You can see the calculations by entering `paramix::distill_summary` (no parentheses) as an R prompt. Plotted, the results for the four different methods of calculation look like:

```{r alembicplot, echo = FALSE, warning = FALSE, cache = TRUE, out.width = "100%", fig.width = 8, fig.height = 5, , dpi = 600}
distill_labels <- c(
  f_mean = "Deaths at mean age",
  f_mid = "Deaths uniform across age group",
  wm_f = "paramix approach",
  mean_f = "Deaths proportional to age distribution"
)

ggplot(distill_methods_dt) + aes(x = partition, y = value, color = method) +
  facet_grid(. ~ name) +
  geom_point() +
  theme_minimal() + theme(
    legend.position = "inside", legend.position.inside = c(1, 0),
    legend.justification.inside = c(1, 0), text = element_text(size = 10)
  ) +
  scale_y_log10("Deaths (log 10 scale)") +
  scale_x_continuous("Age") +
  scale_color_discrete(
    "Method",
    breaks = c(
      "f_mid", "f_mean",
      "mean_f", "wm_f"
    ),
    labels = function(b) { distill_labels[as.character(b)] }
  )
```
When we combine these different deaths-by-age with life expectancy estimates, we see these differences in estimated years of life lost.

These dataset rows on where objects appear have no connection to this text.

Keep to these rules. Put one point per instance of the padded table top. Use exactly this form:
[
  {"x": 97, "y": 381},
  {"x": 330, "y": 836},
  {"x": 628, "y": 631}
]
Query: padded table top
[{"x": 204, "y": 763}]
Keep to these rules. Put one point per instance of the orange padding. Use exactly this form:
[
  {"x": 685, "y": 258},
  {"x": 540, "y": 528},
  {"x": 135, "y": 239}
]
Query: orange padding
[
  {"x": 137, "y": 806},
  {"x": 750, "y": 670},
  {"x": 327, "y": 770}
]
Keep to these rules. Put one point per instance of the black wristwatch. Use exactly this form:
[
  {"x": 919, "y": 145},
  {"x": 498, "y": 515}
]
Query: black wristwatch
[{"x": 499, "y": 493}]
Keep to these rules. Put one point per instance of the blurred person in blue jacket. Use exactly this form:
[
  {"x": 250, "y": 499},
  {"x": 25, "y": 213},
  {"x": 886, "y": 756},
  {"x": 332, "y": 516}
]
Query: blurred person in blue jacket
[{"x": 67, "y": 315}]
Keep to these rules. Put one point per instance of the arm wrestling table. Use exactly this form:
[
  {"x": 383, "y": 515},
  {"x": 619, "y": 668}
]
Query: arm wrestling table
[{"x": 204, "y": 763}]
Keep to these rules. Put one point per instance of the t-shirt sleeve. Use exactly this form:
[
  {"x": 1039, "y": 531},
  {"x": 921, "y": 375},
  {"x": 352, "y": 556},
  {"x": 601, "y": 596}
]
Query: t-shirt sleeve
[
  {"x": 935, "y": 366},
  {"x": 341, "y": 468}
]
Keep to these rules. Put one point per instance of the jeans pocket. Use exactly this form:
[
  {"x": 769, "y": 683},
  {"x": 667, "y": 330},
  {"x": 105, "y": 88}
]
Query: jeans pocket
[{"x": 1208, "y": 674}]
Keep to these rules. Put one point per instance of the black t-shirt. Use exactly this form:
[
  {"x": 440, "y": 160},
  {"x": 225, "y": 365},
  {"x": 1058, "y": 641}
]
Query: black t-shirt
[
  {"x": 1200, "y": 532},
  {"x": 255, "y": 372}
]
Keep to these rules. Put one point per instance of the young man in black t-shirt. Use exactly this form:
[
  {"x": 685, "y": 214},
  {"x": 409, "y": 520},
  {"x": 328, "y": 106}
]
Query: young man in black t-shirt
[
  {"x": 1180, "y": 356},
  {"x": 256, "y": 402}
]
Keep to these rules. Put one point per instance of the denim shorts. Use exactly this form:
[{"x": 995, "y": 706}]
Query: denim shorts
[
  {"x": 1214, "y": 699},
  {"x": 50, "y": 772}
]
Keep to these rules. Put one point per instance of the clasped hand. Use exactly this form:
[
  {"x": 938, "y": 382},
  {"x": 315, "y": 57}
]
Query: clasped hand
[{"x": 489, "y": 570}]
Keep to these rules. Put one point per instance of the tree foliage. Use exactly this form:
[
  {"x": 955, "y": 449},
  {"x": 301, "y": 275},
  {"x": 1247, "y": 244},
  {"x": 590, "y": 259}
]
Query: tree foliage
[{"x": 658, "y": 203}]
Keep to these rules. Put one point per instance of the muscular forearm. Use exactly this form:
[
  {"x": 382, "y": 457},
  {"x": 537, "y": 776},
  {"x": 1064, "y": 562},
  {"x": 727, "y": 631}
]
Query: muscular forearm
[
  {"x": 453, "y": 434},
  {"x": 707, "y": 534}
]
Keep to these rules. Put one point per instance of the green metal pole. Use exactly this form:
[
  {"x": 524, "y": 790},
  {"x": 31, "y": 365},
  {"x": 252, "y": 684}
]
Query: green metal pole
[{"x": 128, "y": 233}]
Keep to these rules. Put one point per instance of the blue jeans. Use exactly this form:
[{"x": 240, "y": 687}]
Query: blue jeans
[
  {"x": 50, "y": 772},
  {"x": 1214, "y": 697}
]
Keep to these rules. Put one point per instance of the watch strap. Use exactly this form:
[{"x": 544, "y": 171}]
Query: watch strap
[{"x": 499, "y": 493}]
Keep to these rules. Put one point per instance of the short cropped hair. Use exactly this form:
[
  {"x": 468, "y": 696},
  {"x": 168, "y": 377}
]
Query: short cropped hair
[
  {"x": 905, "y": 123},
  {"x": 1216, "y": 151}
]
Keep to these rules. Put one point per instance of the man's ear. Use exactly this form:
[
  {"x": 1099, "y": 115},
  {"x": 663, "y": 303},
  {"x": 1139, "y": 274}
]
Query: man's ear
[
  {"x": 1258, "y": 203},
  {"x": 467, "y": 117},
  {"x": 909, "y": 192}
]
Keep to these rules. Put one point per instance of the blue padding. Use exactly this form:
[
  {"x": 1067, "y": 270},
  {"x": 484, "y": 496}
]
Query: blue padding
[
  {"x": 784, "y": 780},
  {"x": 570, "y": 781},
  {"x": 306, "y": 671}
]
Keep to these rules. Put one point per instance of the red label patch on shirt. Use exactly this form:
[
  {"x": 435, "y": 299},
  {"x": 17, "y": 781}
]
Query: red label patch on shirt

Without the necessary adjustments for both age structure and mortality shape, we typically overestimate YLLs.

```{r, figlex, echo = FALSE, cache = TRUE, out.width = "100%", fig.width = 8, fig.height = 3, dpi = 600}
data("mxF", package = "wpp2019")
data("mxM", package = "wpp2019")
life_expectancy_dt <- as.data.table(mxF)[,
  .(name, age, mxF = `2020-2025`)
][
  as.data.table(mxM), on = c("name", "age"),
  .(name, age, mxF, mxM = `2020-2025`)
][
  name %in% c("Afghanistan", "United Kingdom")
][pop_dt, on = .(name, age), .(name, age, mx = (mxF*popF + mxM*popM)/(popF + popM))]

life_expectancy_dt[,
  ax := 0.5
][,
  qx := fifelse(age == max(age), 1, c(diff(age), 0)*mx / (1 + c(diff(age), 0)*mx * (1 - ax)))
]
life_expectancy_dt[age == 0, lx := 1000]
life_expectancy_dt[, lx := {
  tmp <- lx
  for (i in 2:.N) {
    tmp[i] <- (1 - qx[i - 1]) * tmp[i - 1]
  }
  pmax(tmp, 0)
}, by = name]
life_expectancy_dt[,
  Lx := c(
    tail(lx, -1) + head(ax, -1) * (head(lx, -1) - tail(lx, -1)),
    tail(lx, 1)
  ), by = name
]
life_expectancy_dt[, ex := rev(cumsum(rev(Lx) / 1000)), by = name]

life_ex_interpolated_dt <- life_expectancy_dt[,
  .(age = 0:100, ex = stats::approxfun(age, ex)(0:100))
, by=name]

# because of the selected breakpoints, there are some half-ages, so will
# linearly interpolate between the relevant ages
expander <- distill_methods_dt[, .(
  age = unique(partition[partition != round(partition)])
), by = name][, .(
  lower = floor(age), upper = ceiling(age), tar = age, index = seq_len(.N)
), by = name]

lower_dt <- life_ex_interpolated_dt[expander, on = .(name, age = lower), .(name, index, age, ex)]
upper_dt <- life_ex_interpolated_dt[expander, on = .(name, age = upper), .(name, index, age, ex)]

expand_dt <- lower_dt[
  upper_dt, on = .(name, index)
][expander, on = .(name, index)][, .(
  age = tar,
  ex = approxfun(c(age, i.age), c(ex, i.ex))(tar)
), by = .(name, index)
][, .(name, age, ex)]

lex_dt <- rbind(
  life_ex_interpolated_dt[, .(name, age, ex)],
  expand_dt
)

yll_dt <- distill_methods_dt[
  lex_dt, on = .(name, partition = age)
][, .(YLL = sum(value * ex)), by = .(name, method)]

yllord <- yll_dt[name == "Afghanistan", method[order(YLL)]]

ggplot(yll_dt) + aes(x = name, y = YLL / 1e4, fill = method) +
  geom_bar(position = "dodge", stat = "identity") +
  theme_minimal() +
  theme(
    legend.position = "inside", legend.position.inside = c(0.1, 0.9),
    legend.justification.inside = c(0, 1), text = element_text(size = 8)
  ) +
  scale_fill_brewer(
    "Method", palette = "Set1",
    labels = function(b) { distill_labels[as.character(b)] }
  ) + labs(
    x = "Country",
    y = "YLLs per one million infections\n(10,000 person-years)"
  )
```

# Summary

Properly blending and distilling parameter values can make a relatively large difference when estimating outcomes that are non-linear, for example years-life-lost. This package can make doing that correctly relatively easy.